Katherine Smith, an elder from Big Mountain says, “I live about 30 miles from the Peabody coal mine, where they’ve put a fence around us. According to the law, we’re in prison. We cannot repair our house, even when the windows break. We’re not allowed to do it since it’s against the law, against the flag. And our house is so old that all of our floors are falling apart, and all because of the mine. You know, they explode the ground with dynamite so that the houses shake. We still have sheep, a horse, a cow and a goat. That’s what we live on. Good breeders can live from their sheep, from their wool. That’s how we get money to buy food or gas. That´s how the people in Washington, D.C. are trying to do us in. The stick our sheep in the pen and the horse and the cow, and they’re not allowed out again. If they break out, they take them away from us. They call that ‘impoundment,’ and we have to buy our own animals back. Nor do shovels and bulldozers come to a halt before burial places and holy sites are destroyed by the coal mine.”

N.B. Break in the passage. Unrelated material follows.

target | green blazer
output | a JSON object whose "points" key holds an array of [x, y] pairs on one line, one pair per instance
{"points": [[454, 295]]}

Alice Begay, an elder from Owl Springs says, “I live 2 miles away from Peabody coal mine, stuck between the mine and relocation. This is high stress causing us heart problems. I am suffering but I will never relocate.”

Rena Babbitt Lane, an elder from Red Lake says, “I want to live here. This is the place I love. We have been threatened, intimidated, harassed, lied to and tricked. US government officials have told me they will throw my possessions away, bulldoze my home and confiscate my livestock. But still I live here.”

Pauline Whitesinger, an elder from Big Mountain says, “The word Relocation does not exist in the Navajo language. To relocate is to disappear and never be seen again.”

We urge all Americans to call upon Congress to repeal legislation that legalizes ethnic cleansing, that arbitrarily confiscates the homes and property of the poorest people in the country, and that strips people of their civil rights solely because of their ethnic origin. Please contact your representatives and remind them that the foundation of all policy toward America’s native peoples should be respect for their right to remain on their ancestral land, to practice their traditional religion, and to enjoy the same protections and civil rights offered to all other citizens.

The Dineh people say, “There is still hope, because there is still resistance.”